Performance profiling
I am working on real-time image processing and looking for the fastest way to receive a pixel buffer, process its data (in this case a gray scale conversion), and then return the data for further processing. The GPUImage framework seemed like a strong candidate for this task.
I am trying to determine the total elapsed time between sending data to GPUImage, processing, and returning the data as a GPUImageRawDataOutput. My timing procedure is below:
//Get a pixel buffer CVPixelBufferLockBaseAddress( pixelBuffer, 0 ); int bufferWidth = CVPixelBufferGetWidth(pixelBuffer); int bufferHeight = CVPixelBufferGetHeight(pixelBuffer); GLubyte *pixel = (GLubyte *)CVPixelBufferGetBaseAddress(pixelBuffer); // Get the time NSDate* start = [NSDate date]; GPUImageRawDataInput *rawDataInput = [[GPUImageRawDataInput alloc] initWithBytes:pixel size:CGSizeMake(bufferWidth,bufferHeight)]; GPUImageGrayscaleFilter* customFilter = [[GPUImageGrayscaleFilter alloc] init]; GPUImageRawDataOutput *rawDataOutput = [[GPUImageRawDataOutput alloc] initWithImageSize:CGSizeMake(bufferWidth,bufferHeight) resultsInBGRAFormat:YES]; [rawDataInput addTarget:customFilter]; [customFilter addTarget:rawDataOutput]; [rawDataOutput setNewFrameAvailableBlock:^{ GLubyte *outputBytes = [rawDataOutput rawBytesForImage]; NSInteger bytesPerRow = [rawDataOutput bytesPerRowInOutput]; //Get the time elapsed NSTimeInterval interval = [start timeIntervalSinceNow]; //Do more processing... }];
However, when I do this, I get a result of ~300ms, even for low-resolution images. Are the start and stop points for my timer in the wrong locations? Or is there significant overhead associated with creating the GPUImage objects? Any direction would be appreciated.

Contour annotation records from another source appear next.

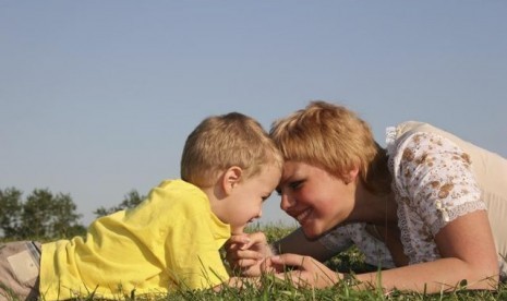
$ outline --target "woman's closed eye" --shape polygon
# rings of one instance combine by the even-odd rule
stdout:
[[[294,190],[298,190],[299,188],[301,188],[301,184],[302,184],[303,182],[304,182],[304,180],[291,181],[291,182],[289,182],[289,183],[287,184],[287,186],[288,186],[290,190],[294,191]],[[276,188],[275,191],[276,191],[276,193],[277,193],[278,195],[281,196],[282,190],[281,190],[280,186]]]

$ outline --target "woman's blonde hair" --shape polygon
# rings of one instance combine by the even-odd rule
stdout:
[[[343,180],[358,167],[369,190],[390,191],[385,150],[370,125],[342,106],[311,101],[305,109],[275,121],[270,136],[285,160],[317,166]]]
[[[181,157],[181,179],[200,188],[212,186],[232,166],[249,179],[266,165],[279,170],[282,157],[268,133],[253,118],[239,112],[204,119],[188,136]]]

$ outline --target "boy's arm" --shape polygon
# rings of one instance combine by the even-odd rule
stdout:
[[[249,287],[261,287],[261,278],[259,277],[230,277],[227,281],[221,285],[215,286],[213,288],[214,291],[220,291],[224,288],[249,288]]]

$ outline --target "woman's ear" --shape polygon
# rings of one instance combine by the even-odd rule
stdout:
[[[355,182],[359,176],[359,167],[354,166],[348,172],[343,174],[343,182],[348,185],[352,182]]]
[[[230,194],[232,189],[239,184],[241,181],[241,176],[243,173],[243,169],[238,166],[229,167],[226,172],[224,173],[222,178],[222,188],[226,194]]]

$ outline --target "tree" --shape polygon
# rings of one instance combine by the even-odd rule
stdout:
[[[56,239],[84,234],[81,215],[69,194],[36,189],[23,203],[22,193],[0,190],[0,227],[9,239]]]
[[[20,228],[22,192],[15,188],[0,190],[0,230],[3,237],[15,237]]]
[[[97,217],[101,217],[119,210],[133,208],[141,204],[141,202],[143,202],[145,197],[146,196],[144,195],[140,195],[140,193],[136,190],[131,190],[128,194],[124,195],[123,201],[119,205],[109,208],[105,208],[104,206],[99,207],[94,212],[94,214]]]

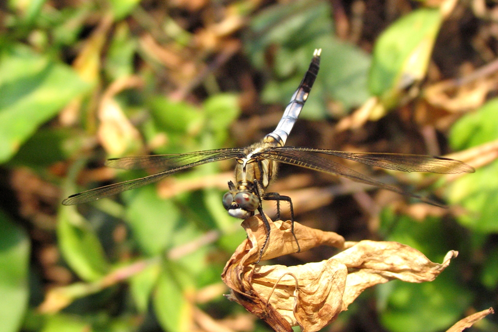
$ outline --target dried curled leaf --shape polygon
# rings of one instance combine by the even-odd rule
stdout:
[[[480,321],[490,314],[494,313],[495,311],[492,308],[476,313],[459,321],[457,324],[450,328],[446,332],[462,332],[467,328],[472,326],[474,323]]]
[[[222,277],[231,288],[229,298],[264,320],[276,331],[317,331],[334,321],[341,311],[368,287],[398,279],[409,282],[431,281],[458,253],[447,254],[442,264],[395,242],[362,241],[329,259],[297,266],[261,266],[259,258],[266,228],[260,216],[246,220],[245,240],[227,263]],[[269,239],[262,259],[296,252],[297,246],[288,222],[270,223]],[[294,223],[301,251],[321,245],[345,248],[336,233]]]

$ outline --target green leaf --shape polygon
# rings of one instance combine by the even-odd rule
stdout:
[[[63,206],[59,210],[57,236],[64,259],[80,278],[93,281],[109,271],[97,236],[76,207]]]
[[[377,40],[369,89],[386,109],[425,77],[442,21],[438,8],[417,9],[391,24]]]
[[[135,300],[138,311],[143,314],[146,313],[148,309],[150,294],[155,286],[160,271],[161,266],[158,262],[152,264],[130,279],[131,296]]]
[[[498,99],[462,116],[451,128],[449,141],[456,150],[467,149],[498,139]],[[467,213],[457,217],[462,225],[480,232],[498,231],[498,161],[454,181],[447,191],[449,202]]]
[[[48,317],[41,332],[92,332],[90,325],[75,315],[55,315]]]
[[[385,309],[382,325],[392,332],[444,331],[458,321],[470,304],[471,296],[443,272],[430,282],[414,284],[398,280],[377,286],[379,303]],[[385,293],[385,294],[382,294]]]
[[[134,191],[126,212],[126,221],[140,249],[154,256],[171,244],[180,221],[180,212],[171,200],[159,198],[154,186]]]
[[[157,126],[166,132],[194,135],[202,128],[202,113],[187,103],[157,97],[150,101],[150,105]]]
[[[140,0],[110,0],[111,7],[116,20],[128,16],[140,2]]]
[[[204,103],[208,127],[215,132],[219,144],[228,136],[230,124],[239,117],[239,98],[233,94],[219,94],[210,97]]]
[[[486,257],[483,264],[481,280],[483,285],[490,291],[498,286],[498,248],[494,248]]]
[[[386,240],[414,248],[434,262],[442,261],[457,234],[449,233],[441,221],[427,218],[417,221],[384,209],[380,215],[381,233]],[[382,325],[393,332],[432,332],[455,323],[467,309],[471,295],[462,288],[450,265],[434,281],[422,284],[397,282],[377,286],[377,303]]]
[[[29,240],[0,211],[0,331],[19,330],[27,307]]]
[[[109,46],[104,68],[112,80],[133,74],[133,56],[136,47],[136,41],[130,38],[127,24],[124,22],[118,24]]]
[[[69,158],[73,145],[67,144],[81,140],[79,132],[66,129],[40,129],[26,141],[10,160],[13,165],[32,168],[46,167]]]
[[[191,303],[186,292],[193,292],[190,278],[181,268],[165,264],[154,295],[154,310],[161,326],[169,332],[188,331],[190,326]]]
[[[498,139],[498,98],[465,114],[451,127],[449,140],[455,150],[463,150]]]
[[[0,162],[89,87],[70,67],[24,49],[0,55]]]
[[[315,0],[274,5],[262,11],[251,21],[245,45],[253,63],[259,68],[264,67],[264,52],[270,45],[295,50],[319,37],[332,34],[330,12],[328,3]],[[309,63],[313,49],[320,47],[311,47],[312,53],[306,65]],[[292,70],[288,61],[276,63],[286,67],[287,73],[284,75],[289,75]]]

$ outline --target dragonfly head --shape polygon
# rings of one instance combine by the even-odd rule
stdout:
[[[230,216],[246,219],[254,215],[259,200],[249,191],[229,192],[223,195],[223,206]]]

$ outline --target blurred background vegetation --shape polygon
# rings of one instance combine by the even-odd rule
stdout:
[[[282,166],[270,189],[292,198],[298,221],[350,240],[398,241],[437,262],[460,252],[434,282],[366,292],[325,330],[432,332],[497,308],[495,1],[8,0],[0,3],[0,331],[269,331],[223,296],[220,275],[246,236],[221,204],[230,163],[60,203],[150,174],[107,168],[107,158],[260,139],[315,48],[320,71],[288,145],[457,152],[477,169],[388,175],[347,162],[444,209]],[[496,316],[473,331],[498,331]]]

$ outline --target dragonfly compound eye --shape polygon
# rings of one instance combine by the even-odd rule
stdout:
[[[225,210],[228,210],[234,201],[234,195],[230,193],[227,193],[223,195],[223,207]]]
[[[242,209],[247,211],[254,211],[259,206],[259,200],[254,194],[244,191],[238,193],[234,201]]]

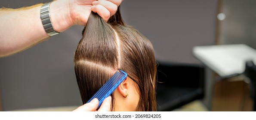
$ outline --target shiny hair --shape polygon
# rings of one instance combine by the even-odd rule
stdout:
[[[156,61],[153,46],[145,36],[125,25],[118,9],[108,22],[92,12],[74,57],[77,80],[83,104],[118,69],[128,75],[139,96],[137,111],[156,111]],[[111,111],[114,111],[112,96]]]

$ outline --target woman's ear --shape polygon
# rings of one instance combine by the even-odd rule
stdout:
[[[126,98],[129,95],[129,90],[131,87],[130,80],[130,78],[126,78],[117,87],[117,90],[123,97]]]

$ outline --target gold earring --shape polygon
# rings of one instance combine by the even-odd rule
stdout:
[[[124,98],[126,98],[129,95],[126,93],[125,93],[125,96],[123,96]]]

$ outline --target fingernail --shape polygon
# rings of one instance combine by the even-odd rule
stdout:
[[[93,5],[94,6],[95,5],[96,5],[97,4],[97,3],[98,3],[98,1],[94,1],[93,2]]]
[[[91,7],[91,9],[93,9],[95,7],[95,6],[92,6]]]
[[[92,100],[92,101],[91,101],[90,102],[92,102],[93,103],[98,103],[98,99],[96,98],[95,98],[94,99],[93,99],[93,100]]]

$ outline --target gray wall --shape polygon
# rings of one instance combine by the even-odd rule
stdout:
[[[256,0],[222,0],[219,21],[221,44],[245,44],[256,49]]]
[[[16,8],[41,1],[47,0],[1,0],[0,6]],[[125,21],[151,41],[158,60],[185,63],[199,63],[193,46],[214,44],[216,9],[216,0],[125,0],[121,6]],[[4,111],[81,105],[73,57],[82,29],[74,26],[0,58]]]

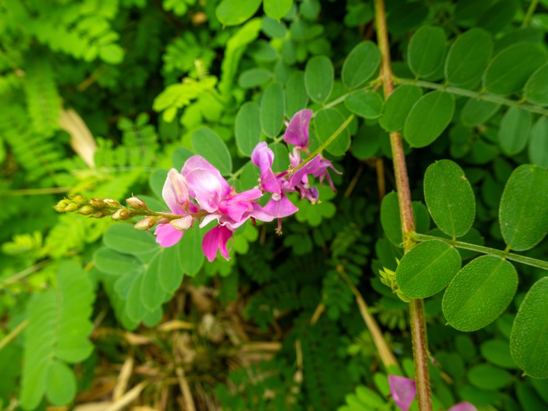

(As a further note, I have read the post here, but my current use requires me to keep ownership of the pixel buffer. So, attaching a GPUImageView as an output target isn't an option.)
There's significant overhead to allocating initializing the raw data input, output, and filter objects, which is what is consuming almost all of your 300 ms here. You don't want to recreate these each time you filter something. Instead, create them once and just update the data as needed by using -updateDataFromBytes:size: on the raw data input.
You'll see much, much faster processing times once you're just sending in and extracting the raw data without recreating the whole filter chain each time.